While the field of AI-generated imagery is still relatively new and often thrilling (or terrifying), much of what's coming out of research labs now is incremental improvements on already-existing technology. It feels like every week some institution puts out a new, slightly improved algorithm or pushes a whitepaper to arXiv and it's another dancing skeleton or Mona Lisa moving her lips all weird.
And then, sometimes, you get something that machine learning engineers and fans of the Animorphs books can all get excited about. That's what educator and AI researcher Xander Steenbrugge has done, with a series of AI models that morph humans into animals and back again.
Like many image style transfer creations, this one was made using generative adversarial networks, or GANs, which "learn" from a training dataset and then try to turn a target image into the source you feed it. For example, deepfakes are made using GANs.
To create what he calls "humanimals" but what can all clearly see are animorphs, Steenbrugge said he used a dataset of 15,000 HD animal faces that was published with a new generative model, StarGAN v2. He used that dataset combined with a set of human faces as the training data, and ran it through a different model, StyleGAN v2.
The result is this inter-species AI dream, where a woman becomes an eerie cat-person that becomes a man-leopard with aviator glasses. It's all very Zootopia.

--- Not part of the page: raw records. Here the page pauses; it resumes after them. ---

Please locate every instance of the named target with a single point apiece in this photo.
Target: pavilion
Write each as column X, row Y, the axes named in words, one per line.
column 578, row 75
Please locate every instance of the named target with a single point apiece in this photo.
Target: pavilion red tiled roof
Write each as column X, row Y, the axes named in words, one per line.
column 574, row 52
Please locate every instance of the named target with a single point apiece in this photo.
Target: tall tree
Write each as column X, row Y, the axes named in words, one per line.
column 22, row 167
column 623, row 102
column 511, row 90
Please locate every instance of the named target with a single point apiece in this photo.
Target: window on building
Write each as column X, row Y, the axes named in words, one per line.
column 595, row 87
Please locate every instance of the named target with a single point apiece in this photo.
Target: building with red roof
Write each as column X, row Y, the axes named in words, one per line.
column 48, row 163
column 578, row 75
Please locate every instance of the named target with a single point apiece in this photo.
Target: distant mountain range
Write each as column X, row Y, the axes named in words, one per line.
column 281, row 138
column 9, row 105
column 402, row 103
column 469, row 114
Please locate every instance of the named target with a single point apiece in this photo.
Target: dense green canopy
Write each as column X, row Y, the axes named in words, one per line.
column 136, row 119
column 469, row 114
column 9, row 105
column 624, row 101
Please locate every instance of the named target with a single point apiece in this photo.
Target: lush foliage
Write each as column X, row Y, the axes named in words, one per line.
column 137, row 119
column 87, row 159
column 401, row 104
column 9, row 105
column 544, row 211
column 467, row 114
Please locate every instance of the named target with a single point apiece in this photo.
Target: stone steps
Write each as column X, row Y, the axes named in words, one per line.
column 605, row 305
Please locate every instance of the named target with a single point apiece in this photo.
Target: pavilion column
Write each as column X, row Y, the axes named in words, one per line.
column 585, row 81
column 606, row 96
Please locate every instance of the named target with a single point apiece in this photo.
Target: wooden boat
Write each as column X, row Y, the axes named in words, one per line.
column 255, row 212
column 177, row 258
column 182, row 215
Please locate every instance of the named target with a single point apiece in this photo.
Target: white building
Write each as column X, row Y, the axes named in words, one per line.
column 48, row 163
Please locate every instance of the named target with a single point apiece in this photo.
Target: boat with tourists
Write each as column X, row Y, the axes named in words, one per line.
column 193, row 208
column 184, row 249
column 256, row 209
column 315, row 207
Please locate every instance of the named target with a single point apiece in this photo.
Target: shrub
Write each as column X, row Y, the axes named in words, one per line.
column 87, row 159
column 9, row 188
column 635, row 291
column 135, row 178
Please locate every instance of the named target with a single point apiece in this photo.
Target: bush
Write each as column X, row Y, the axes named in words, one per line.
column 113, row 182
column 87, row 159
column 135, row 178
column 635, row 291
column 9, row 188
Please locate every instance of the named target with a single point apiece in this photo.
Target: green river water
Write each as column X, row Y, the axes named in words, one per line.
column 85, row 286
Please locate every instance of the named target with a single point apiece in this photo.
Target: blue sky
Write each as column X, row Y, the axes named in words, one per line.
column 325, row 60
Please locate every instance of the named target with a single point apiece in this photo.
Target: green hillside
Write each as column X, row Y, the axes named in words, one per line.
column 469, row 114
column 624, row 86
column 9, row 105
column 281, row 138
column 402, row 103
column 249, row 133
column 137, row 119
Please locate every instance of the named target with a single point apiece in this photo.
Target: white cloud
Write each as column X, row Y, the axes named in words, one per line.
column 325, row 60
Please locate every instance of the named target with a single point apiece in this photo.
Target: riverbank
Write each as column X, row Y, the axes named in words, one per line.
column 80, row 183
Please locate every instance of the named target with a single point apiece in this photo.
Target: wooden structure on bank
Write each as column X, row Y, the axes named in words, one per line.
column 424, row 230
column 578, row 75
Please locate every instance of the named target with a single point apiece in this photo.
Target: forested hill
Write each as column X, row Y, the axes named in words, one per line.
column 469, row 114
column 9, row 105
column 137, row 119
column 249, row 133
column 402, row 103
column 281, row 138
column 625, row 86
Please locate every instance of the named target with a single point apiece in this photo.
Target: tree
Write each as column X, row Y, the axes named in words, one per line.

"Most academic papers publish a certain method with an intended purpose ‘A’ in mind," Steenbrugge told Motherboard. "But because machine learning methods are so flexible, it often turns out that you can also do B, C and D with the same model, by just running it on different data and that is often where all the fun is at."
This experiment is part of Steenbrugge's larger project, Neural Synesthesia, where he creates immersive audiovisual experiences using algorithms and machine learning models. "I believe we are witnessing the start of a new era in digital media where creativity is becoming an interactive process between the human and the machine," he said. "I do not fully create these works, I co-create them with the AI models that I bring to life."